GINGER, thank you! I totally agree. Makes me sad that these edhaters are reacting this way. a bunch of judges sitting in the comfort of their homes. i've been homeless as a child/teen. it was the worst thing ever in my life and the way most of us American's treat others with less than us is just awful. Compassion and empathy is needed.

Byzantium Jun 29, 2021 01:06 PM
Op Ed: Madness at City Hall

VA has a huge "homeless vet" program. Look up their website. Therefore, your comments intentionally distort the issues, Ginger.

x01660 Jun 29, 2021 11:44 AM
Op Ed: Madness at City Hall

The big elephant in the room that everyone seems to be missing is HOW do we keep these people accountable for the help that they're getting...

Cool. Let's say we open a mega vagrant paradise out in the Valley.... are we trying to ship the vagrants somewhere outta sight and outta mind. without regards to their needs as individuals? Because if we're trying to actually REHABILITATE these people and reintegrating them into society, we cannot stick them somewhere with no economic or educational opportunities.

At the same time, we have to (here's that word again) be fiscally RESPONSIBLE for the way in which we go about fixing the problem; would YOU, a Santa Barbara landowner, be willing to allow a homeless person to pitch a tent in your front lawn (for example, assuming the whole neighborhood did the same with homeless that were kept accountable for cleanliness) if it would help get these people back on their feet, even if its of discomfort? Or do you go NIMBY?

And therein lies the problem... no one can fix the problem until all parties engage in mutual responsibility.... its not just the government's problem, and it isn't just a citizen's sole job either... these people we talk about like so many truckfuls of graphics cards are our loved ones, neighbors, and most essentially, human....

I don't have answers, but I can see that what we're doing ain't working.... When I think about what I think is (personal opinion) the beginnings of Western decline, I look to the attitude of the people toward one another.... it ain't pretty.....

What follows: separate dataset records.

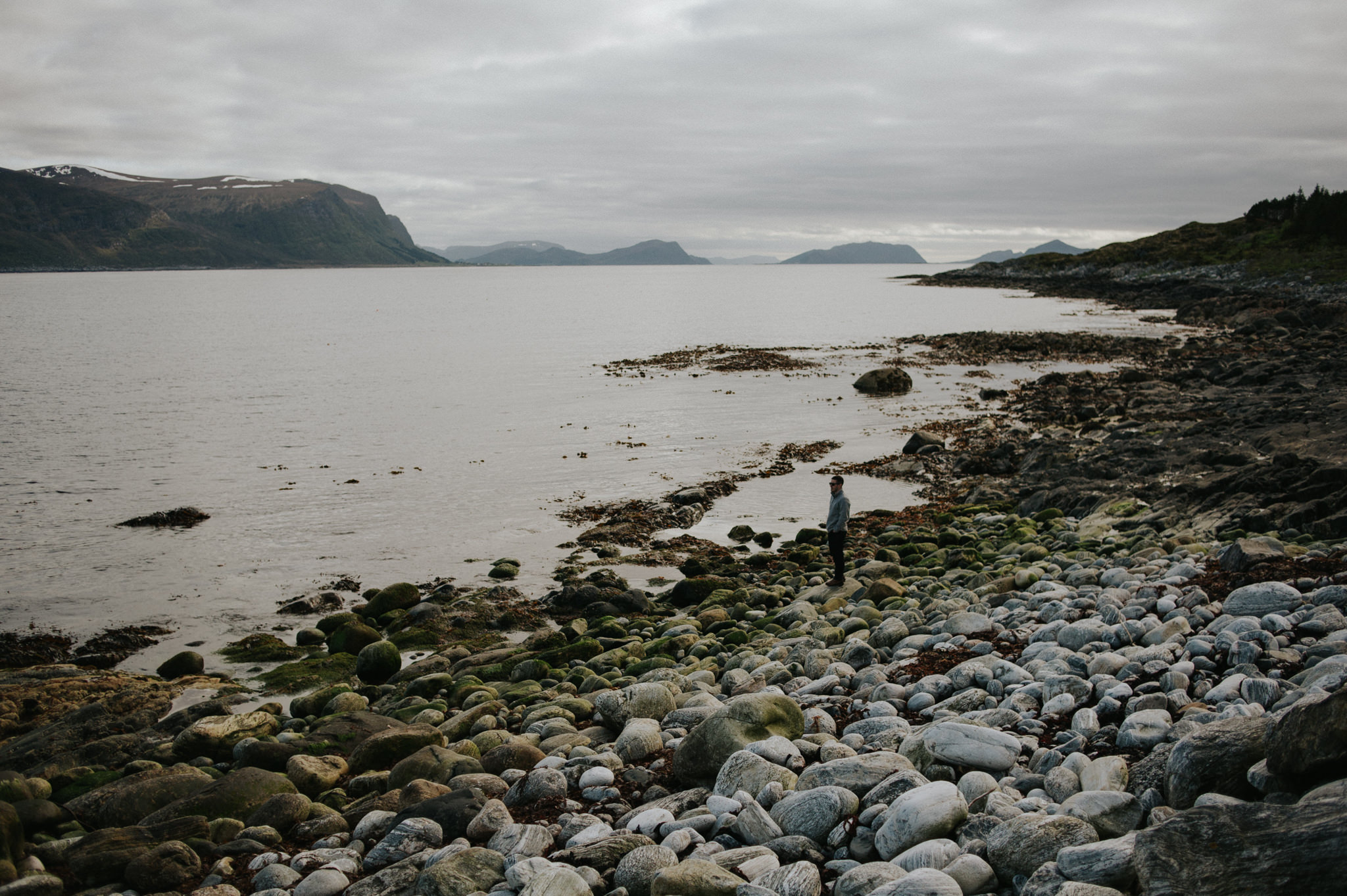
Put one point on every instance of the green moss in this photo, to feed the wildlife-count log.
(578, 649)
(414, 638)
(84, 785)
(290, 678)
(328, 625)
(260, 649)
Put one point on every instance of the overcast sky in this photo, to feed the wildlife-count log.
(736, 128)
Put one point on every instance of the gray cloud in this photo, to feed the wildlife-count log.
(732, 127)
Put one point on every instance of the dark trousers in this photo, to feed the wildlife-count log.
(837, 541)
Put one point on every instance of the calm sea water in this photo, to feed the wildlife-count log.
(460, 398)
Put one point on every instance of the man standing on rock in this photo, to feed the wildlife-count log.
(839, 509)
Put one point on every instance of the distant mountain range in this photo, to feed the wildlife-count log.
(535, 252)
(469, 253)
(81, 218)
(1006, 254)
(745, 260)
(860, 253)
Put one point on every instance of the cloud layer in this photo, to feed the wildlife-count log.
(733, 127)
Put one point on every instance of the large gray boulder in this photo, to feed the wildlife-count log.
(814, 813)
(639, 868)
(216, 736)
(862, 879)
(1106, 864)
(971, 745)
(643, 700)
(924, 813)
(1310, 743)
(1248, 849)
(858, 774)
(236, 795)
(1215, 759)
(1261, 599)
(884, 380)
(128, 799)
(750, 772)
(1023, 844)
(695, 878)
(731, 730)
(462, 874)
(1112, 813)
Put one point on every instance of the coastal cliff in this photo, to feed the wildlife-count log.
(73, 218)
(1106, 657)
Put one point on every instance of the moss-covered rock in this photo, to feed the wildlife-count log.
(689, 592)
(388, 747)
(11, 841)
(352, 638)
(328, 625)
(399, 596)
(216, 736)
(236, 795)
(260, 648)
(578, 649)
(312, 704)
(437, 765)
(289, 678)
(466, 872)
(378, 662)
(732, 728)
(128, 799)
(461, 726)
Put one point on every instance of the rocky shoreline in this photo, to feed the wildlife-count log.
(1106, 657)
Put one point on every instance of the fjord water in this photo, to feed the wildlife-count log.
(469, 404)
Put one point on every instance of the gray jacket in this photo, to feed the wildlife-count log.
(839, 510)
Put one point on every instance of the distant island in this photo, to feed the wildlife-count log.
(1294, 241)
(745, 260)
(469, 253)
(652, 252)
(860, 253)
(1006, 254)
(82, 218)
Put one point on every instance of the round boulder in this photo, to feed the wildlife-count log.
(164, 868)
(189, 662)
(637, 870)
(378, 662)
(884, 380)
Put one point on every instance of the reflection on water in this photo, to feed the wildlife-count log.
(403, 424)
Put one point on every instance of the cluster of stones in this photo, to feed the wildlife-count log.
(1031, 707)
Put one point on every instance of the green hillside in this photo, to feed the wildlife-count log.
(70, 218)
(1276, 237)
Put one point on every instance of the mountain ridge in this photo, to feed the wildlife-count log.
(860, 253)
(84, 218)
(1008, 254)
(650, 252)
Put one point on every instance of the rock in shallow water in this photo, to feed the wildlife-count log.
(929, 812)
(1246, 851)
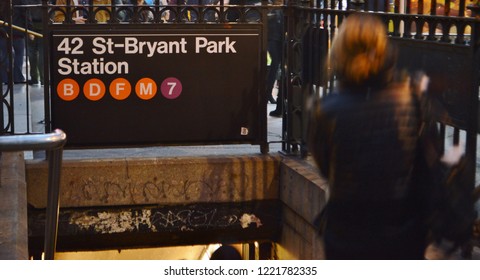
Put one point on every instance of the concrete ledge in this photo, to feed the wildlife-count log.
(13, 207)
(163, 181)
(304, 193)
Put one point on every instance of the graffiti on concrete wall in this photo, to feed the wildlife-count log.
(156, 220)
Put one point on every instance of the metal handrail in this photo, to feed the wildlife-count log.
(53, 143)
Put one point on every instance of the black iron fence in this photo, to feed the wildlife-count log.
(438, 37)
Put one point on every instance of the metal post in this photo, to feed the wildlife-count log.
(53, 143)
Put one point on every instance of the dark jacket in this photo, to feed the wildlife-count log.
(365, 145)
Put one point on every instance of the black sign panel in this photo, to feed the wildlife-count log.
(158, 86)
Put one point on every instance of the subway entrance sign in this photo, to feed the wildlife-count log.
(154, 86)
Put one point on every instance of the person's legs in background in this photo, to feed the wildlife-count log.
(18, 59)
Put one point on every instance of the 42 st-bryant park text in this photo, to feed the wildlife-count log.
(130, 46)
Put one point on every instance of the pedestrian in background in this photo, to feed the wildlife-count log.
(19, 19)
(363, 138)
(35, 43)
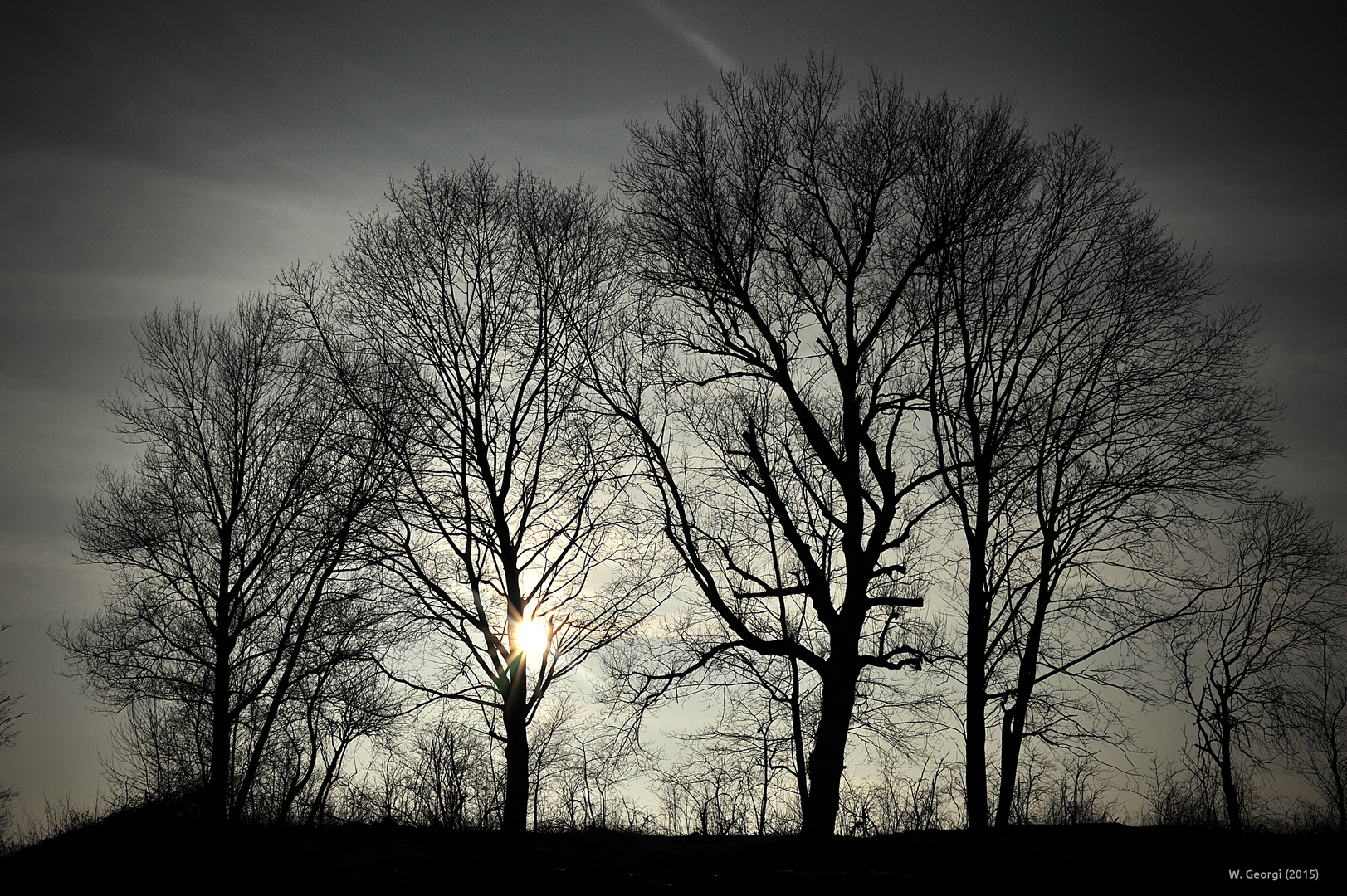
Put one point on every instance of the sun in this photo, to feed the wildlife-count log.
(532, 635)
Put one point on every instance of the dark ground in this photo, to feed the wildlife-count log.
(160, 852)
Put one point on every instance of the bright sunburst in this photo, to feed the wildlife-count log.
(532, 635)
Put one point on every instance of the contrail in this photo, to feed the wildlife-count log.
(671, 21)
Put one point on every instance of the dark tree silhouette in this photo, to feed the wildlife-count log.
(1083, 410)
(510, 539)
(232, 544)
(1284, 589)
(778, 240)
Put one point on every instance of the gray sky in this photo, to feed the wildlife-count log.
(151, 153)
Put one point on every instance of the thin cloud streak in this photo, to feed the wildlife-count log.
(671, 21)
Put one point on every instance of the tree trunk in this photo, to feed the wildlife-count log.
(828, 756)
(217, 786)
(1227, 783)
(516, 755)
(1012, 728)
(975, 697)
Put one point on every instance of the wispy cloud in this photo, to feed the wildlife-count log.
(683, 32)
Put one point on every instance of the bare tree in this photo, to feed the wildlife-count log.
(450, 321)
(231, 543)
(1083, 408)
(1282, 587)
(778, 388)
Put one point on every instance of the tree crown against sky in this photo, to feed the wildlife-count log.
(237, 598)
(822, 285)
(803, 270)
(1089, 421)
(449, 321)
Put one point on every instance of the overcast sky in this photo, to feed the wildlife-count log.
(151, 153)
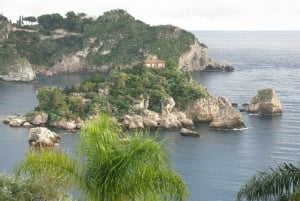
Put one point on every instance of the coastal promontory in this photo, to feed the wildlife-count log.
(52, 44)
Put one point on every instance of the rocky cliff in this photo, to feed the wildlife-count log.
(5, 28)
(115, 39)
(18, 70)
(198, 58)
(217, 111)
(265, 102)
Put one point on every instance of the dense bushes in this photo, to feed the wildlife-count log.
(14, 188)
(117, 92)
(115, 39)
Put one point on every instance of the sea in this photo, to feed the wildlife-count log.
(217, 164)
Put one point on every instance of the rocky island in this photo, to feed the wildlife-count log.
(145, 83)
(51, 44)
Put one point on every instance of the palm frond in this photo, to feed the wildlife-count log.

Byzantium Jun 29, 2021 01:04 PM
Op Ed: Madness at City Hall

Vagrants ship themselves in. So yes, shipping them out is the solution. Stop putting all these lawless transients in the same category that we are already serving with our huge social welfare system - food, shelter, medical, dental, social services and legal help. We are already paying for those who have temporary setbacks. The operational word is temporary - these grifters we are talking about setting fires, stealing, trespassing and making a general nuisance for everyone else have made being a transient their career choice . We owe them nothing. Except to get them out of our town as quickly as possible. It is their problem where they go next; not ours.

Eggs Ackley Jun 30, 2021 02:35 PM
Op Ed: Madness at City Hall

@SHMONL you mistake fear for hatred
Does the flea deserve more compassion than the dog?
We are exercising compassion through our desire to protect our neighbors and our neighborhoods. What is the role of compassion in “helping” the transient who desires no assistance, wants only to be left to his own devices, and lights fires that get out of control?
Did you consider that many peoples healing space is behind bars.